Additional Import/Export enhancements:
- Import folder name is now listed in the Project Imports page for auditability
- Relation UIDs in export files have been replaced with human-readable [Source A]-relation-[Source B] strings
- Exhaustive validations for rule and output column mapping parameters have been added to the import process (validate relation chain points to correct source, validate parsed expression against listed parameters/aggregations, validate parameter attributes match the container source)
These project enhancements achieve the following objectives:
- Enable change tracking of objects created and modified by imports. Previously, tracking changes was difficult because attribute changes were copied from one workspace to another.
- Reduced size of export yaml files
- Enable better source control by removing unnecessary "noise" to allow users to focus on real configuration changes
- Allow easier and safer manual edits to export files
For more information, visit the Projects documentation in the User Manual section.
Projects variables and options improve the developer experience
DataForge projects have overhauled the ability for developers to manage CI/CD pipelines with the ability to integrate DevOps best practice tools like Github. In this release, projects have been matured to improve the developer experience through a number of new tools.
Project variables can now be added to a project so configuration names are replaced by a variable name when the project is exported and matched to another variable when the project is imported back into a workspace. In practicality, this allows users to manage multiple sets of the same project (e.g. Dev, Test, Prod) within the same workspace without having to worry whether multiple outputs are pointed to the same table across projects. Variables are added to a project before exporting from a workspace and when imported back into a workspace, the variables are matched and replaced with target values the user configures. When project export files that include variables are imported into a project that does not yet have the variables configured, the import is failed and the variables are automatically created as a placeholder. The user only has to populate the variables with values and restart the import!
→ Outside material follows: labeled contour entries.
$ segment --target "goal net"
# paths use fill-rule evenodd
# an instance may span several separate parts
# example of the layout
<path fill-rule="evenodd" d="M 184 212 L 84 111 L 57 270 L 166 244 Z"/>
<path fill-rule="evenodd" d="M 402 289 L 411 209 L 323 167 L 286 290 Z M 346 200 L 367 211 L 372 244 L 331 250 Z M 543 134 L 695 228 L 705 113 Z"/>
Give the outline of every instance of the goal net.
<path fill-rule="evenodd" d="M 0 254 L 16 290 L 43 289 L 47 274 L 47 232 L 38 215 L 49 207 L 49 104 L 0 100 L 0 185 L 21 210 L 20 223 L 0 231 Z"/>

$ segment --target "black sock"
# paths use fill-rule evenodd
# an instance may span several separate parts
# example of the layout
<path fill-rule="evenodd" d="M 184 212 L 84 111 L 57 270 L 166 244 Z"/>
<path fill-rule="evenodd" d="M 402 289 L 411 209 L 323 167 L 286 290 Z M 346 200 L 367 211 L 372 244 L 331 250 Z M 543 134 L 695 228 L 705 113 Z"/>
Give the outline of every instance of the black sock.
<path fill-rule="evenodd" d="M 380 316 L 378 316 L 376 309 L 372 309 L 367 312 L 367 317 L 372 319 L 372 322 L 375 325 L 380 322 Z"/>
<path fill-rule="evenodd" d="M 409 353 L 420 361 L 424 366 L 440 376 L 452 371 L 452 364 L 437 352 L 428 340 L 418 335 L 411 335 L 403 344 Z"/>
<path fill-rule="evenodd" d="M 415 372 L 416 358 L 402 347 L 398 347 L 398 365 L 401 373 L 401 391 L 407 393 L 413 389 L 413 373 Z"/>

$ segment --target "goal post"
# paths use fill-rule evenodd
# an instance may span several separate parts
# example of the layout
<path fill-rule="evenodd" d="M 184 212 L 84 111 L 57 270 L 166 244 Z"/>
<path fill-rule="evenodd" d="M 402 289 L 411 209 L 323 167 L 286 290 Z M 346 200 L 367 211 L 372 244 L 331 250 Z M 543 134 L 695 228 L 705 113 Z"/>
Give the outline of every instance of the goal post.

Projects now include a Disable Ingestion flag that users can toggle on or off to turn off ingestion on all sources within a project. This setting can be configured when the project is being created or after the project exists to manage ingestions. When a Project has ingestions disabled, a grey in progress icon with a slash through it appears next to the project name in the site banner.
For more information, visit the Projects documentation in the User Manual section.
Watermark Column for Custom/None Refresh Incremental Loads
Sources with Custom or None Refresh now include additional parameters that allow users to use a <latest_watermark> token in source queries. The <latest_watermark> token is substituted with the max(watermark column) as defined in the Watermark Column parameter.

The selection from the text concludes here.